11. This Agreement will become effective with respect to the Fund on
the date first written above, provided that it shall have been approved by the
Corporation's Board of Directors and by the shareholders of the Fund in
accordance with the requirements of the 1940 Act and, unless sooner terminated
as provided herein, will continue in effect for two years from the above written
date. Thereafter, if not terminated, this Agreement shall continue in effect
with respect to the Fund for successive annual periods ending on the same date
of each year, provided that such continuance is specifically approved at least
annually (i) by the Corporation's Board of Directors or (ii) by a vote of a
majority of the outstanding voting securities of the Fund (as defined in the
1940 Act), provided that in either event the continuance is also approved by a
majority of the Corporation's Directors who are not interested persons (as
defined in the 0000 Xxx) of any party to this Agreement, by vote cast in person
at a meeting called for the purpose of voting on such approval.
12. This Agreement is terminable with respect to the fund without
penalty by the Corporation's Board of Directors, by vote of a majority of the
outstanding voting securities of the Fund (as defined in the 1940 Act), or by
the Manager, on not less than sixty (60) days' notice to the other party and
will e terminated upon the mutual written consent of the Manager and the
Corporation. This Agreement shall terminate automatically in the event of its
assignment by the Manager and shall not be assignable by the Corporation without
the consent of the Manager..
13. In the event this Agreement is terminated by either party or upon
written notice from the Manager at any time, the Corporation hereby agrees that
it will eliminate from its corporate name any
reference to the name of "Xxxx Xxxxx." The Corporation shall have the
non-exclusive use of the name "Xxxx Xxxxx" in whole or in part so long as this
Agreement is effective or until such notice is given.

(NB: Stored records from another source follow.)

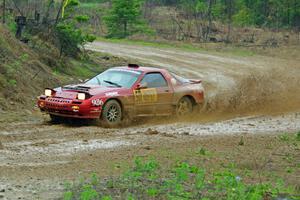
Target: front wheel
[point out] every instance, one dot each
(56, 119)
(111, 114)
(184, 107)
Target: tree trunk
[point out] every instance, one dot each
(59, 11)
(125, 28)
(209, 20)
(229, 10)
(3, 13)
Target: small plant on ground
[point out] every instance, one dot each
(147, 180)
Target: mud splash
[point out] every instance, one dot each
(234, 85)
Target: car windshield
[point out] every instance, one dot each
(115, 78)
(180, 79)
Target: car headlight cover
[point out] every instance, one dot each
(81, 96)
(48, 92)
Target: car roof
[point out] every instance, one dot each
(141, 69)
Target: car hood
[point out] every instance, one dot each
(71, 91)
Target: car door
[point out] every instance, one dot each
(156, 97)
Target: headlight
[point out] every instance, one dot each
(81, 96)
(48, 92)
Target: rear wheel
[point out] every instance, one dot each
(111, 114)
(184, 107)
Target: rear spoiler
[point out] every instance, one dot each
(195, 81)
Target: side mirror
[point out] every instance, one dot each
(141, 86)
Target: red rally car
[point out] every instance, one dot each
(124, 92)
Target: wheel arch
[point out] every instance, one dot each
(116, 99)
(193, 100)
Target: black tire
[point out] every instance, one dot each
(111, 114)
(184, 107)
(56, 119)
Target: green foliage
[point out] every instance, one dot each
(124, 18)
(146, 181)
(70, 37)
(298, 136)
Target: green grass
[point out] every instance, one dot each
(191, 47)
(147, 180)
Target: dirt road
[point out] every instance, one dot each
(245, 96)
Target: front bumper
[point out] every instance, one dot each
(68, 108)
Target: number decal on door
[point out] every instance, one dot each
(145, 95)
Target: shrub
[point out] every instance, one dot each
(146, 180)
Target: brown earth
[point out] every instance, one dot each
(251, 97)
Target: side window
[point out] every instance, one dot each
(155, 80)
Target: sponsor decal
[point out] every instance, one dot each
(145, 96)
(173, 81)
(97, 102)
(111, 94)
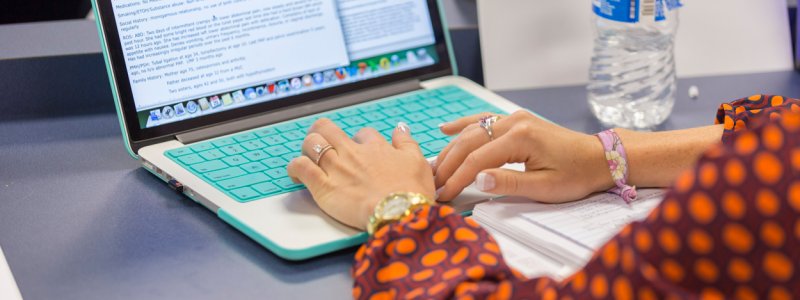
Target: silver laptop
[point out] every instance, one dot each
(215, 97)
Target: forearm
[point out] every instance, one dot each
(656, 158)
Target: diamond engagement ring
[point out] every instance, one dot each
(320, 150)
(486, 123)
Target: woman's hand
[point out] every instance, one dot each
(560, 164)
(357, 173)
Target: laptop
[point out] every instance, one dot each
(214, 97)
(8, 287)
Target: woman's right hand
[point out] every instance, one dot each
(560, 164)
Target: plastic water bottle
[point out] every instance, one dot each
(632, 81)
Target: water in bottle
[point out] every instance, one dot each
(632, 81)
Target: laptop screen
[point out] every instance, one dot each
(189, 59)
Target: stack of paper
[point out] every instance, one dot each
(557, 239)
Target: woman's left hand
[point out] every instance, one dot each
(357, 173)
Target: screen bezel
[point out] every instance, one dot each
(137, 135)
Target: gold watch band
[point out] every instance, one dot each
(395, 207)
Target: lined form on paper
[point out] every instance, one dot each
(593, 221)
(563, 235)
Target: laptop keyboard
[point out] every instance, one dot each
(251, 165)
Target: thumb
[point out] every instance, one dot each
(501, 181)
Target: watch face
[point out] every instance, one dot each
(395, 207)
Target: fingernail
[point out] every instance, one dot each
(484, 182)
(403, 127)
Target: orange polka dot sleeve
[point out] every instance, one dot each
(752, 111)
(730, 227)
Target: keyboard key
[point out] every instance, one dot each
(180, 152)
(432, 102)
(294, 145)
(428, 94)
(245, 137)
(374, 116)
(245, 193)
(225, 173)
(379, 126)
(348, 112)
(274, 162)
(369, 107)
(455, 97)
(388, 103)
(387, 133)
(394, 120)
(254, 167)
(451, 117)
(266, 131)
(473, 102)
(212, 154)
(277, 173)
(433, 123)
(285, 127)
(253, 145)
(352, 130)
(243, 181)
(202, 147)
(413, 107)
(417, 127)
(287, 183)
(232, 149)
(421, 137)
(436, 112)
(255, 155)
(294, 135)
(273, 140)
(191, 159)
(235, 160)
(307, 122)
(223, 142)
(435, 146)
(393, 111)
(454, 107)
(449, 89)
(290, 156)
(437, 134)
(276, 150)
(266, 188)
(354, 121)
(209, 166)
(417, 117)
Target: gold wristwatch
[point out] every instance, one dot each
(394, 207)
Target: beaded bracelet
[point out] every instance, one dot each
(617, 164)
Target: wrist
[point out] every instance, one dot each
(395, 207)
(600, 179)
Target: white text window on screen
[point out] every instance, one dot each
(178, 50)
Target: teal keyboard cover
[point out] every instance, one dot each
(251, 165)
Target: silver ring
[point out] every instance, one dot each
(486, 123)
(320, 150)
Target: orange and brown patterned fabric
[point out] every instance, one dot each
(728, 228)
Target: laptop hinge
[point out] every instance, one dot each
(297, 111)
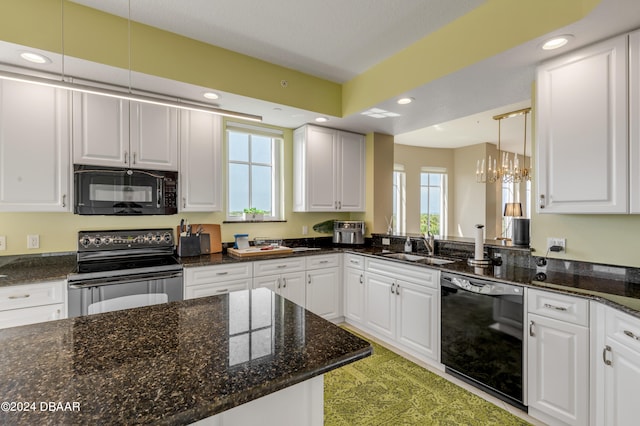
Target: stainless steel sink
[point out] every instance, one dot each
(416, 258)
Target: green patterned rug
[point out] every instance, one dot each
(387, 389)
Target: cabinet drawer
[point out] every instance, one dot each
(323, 261)
(415, 274)
(571, 309)
(623, 328)
(353, 261)
(216, 274)
(31, 315)
(277, 266)
(27, 295)
(205, 290)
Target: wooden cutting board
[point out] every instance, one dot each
(215, 236)
(255, 251)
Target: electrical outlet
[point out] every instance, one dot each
(33, 241)
(554, 241)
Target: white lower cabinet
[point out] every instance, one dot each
(617, 371)
(558, 358)
(324, 286)
(203, 281)
(353, 280)
(401, 306)
(32, 303)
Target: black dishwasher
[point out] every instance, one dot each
(482, 331)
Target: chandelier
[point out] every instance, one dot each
(503, 168)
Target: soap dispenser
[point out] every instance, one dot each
(407, 246)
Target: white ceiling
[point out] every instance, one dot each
(337, 39)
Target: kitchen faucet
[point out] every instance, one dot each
(429, 243)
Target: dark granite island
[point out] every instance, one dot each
(174, 364)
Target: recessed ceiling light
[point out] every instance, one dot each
(210, 95)
(36, 58)
(556, 42)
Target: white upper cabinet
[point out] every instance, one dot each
(200, 162)
(329, 170)
(634, 121)
(582, 125)
(34, 148)
(116, 132)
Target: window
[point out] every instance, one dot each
(432, 201)
(254, 178)
(399, 218)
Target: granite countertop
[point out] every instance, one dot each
(173, 363)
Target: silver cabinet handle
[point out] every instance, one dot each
(604, 355)
(22, 296)
(630, 334)
(557, 308)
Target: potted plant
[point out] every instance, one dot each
(253, 214)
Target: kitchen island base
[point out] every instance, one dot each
(301, 404)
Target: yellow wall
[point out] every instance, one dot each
(58, 231)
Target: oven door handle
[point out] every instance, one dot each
(125, 279)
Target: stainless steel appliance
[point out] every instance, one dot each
(114, 191)
(482, 335)
(124, 269)
(348, 232)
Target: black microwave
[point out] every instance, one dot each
(125, 192)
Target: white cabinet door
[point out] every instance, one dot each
(354, 295)
(582, 131)
(200, 162)
(380, 305)
(293, 287)
(622, 385)
(154, 137)
(634, 122)
(351, 185)
(34, 148)
(119, 133)
(100, 130)
(321, 169)
(324, 293)
(417, 318)
(558, 369)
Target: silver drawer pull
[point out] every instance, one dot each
(630, 334)
(22, 296)
(557, 308)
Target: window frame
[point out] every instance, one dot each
(277, 172)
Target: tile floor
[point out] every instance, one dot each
(464, 385)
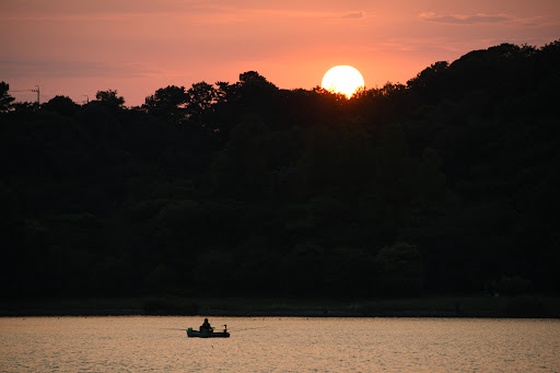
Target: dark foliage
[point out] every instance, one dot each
(447, 184)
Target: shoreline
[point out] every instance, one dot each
(527, 306)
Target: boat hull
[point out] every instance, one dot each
(191, 333)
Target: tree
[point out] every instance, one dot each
(62, 105)
(168, 103)
(110, 98)
(401, 269)
(5, 98)
(200, 97)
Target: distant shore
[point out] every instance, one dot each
(453, 306)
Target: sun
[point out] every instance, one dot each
(343, 79)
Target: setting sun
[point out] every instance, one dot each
(343, 79)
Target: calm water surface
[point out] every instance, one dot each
(159, 344)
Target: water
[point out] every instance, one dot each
(159, 344)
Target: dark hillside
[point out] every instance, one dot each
(448, 184)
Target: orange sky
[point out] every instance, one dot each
(75, 48)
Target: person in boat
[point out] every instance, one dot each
(206, 326)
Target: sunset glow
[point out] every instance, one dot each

14. The Manager agrees that for services rendered to the Fund, or
indemnity due in connection with service to the Fund, it shall look only to
assets of the Fund for satisfaction and that it shall have no claim against the
assets of any other Fund.
IN WITNESS WHEREOF, the parties hereto have caused this Agreement to be
executed by their officers thereunto duly authorized.
Attest: XXXX XXXXX INVESTORS TRUST, INC.
By: /s/ Xxxxx X. Xxxx By: /s/ Xxxxx X. Xxxxxxxxx
____________________________ _____________________________
Attest: XXXX XXXXX FUND ADVISER, INC.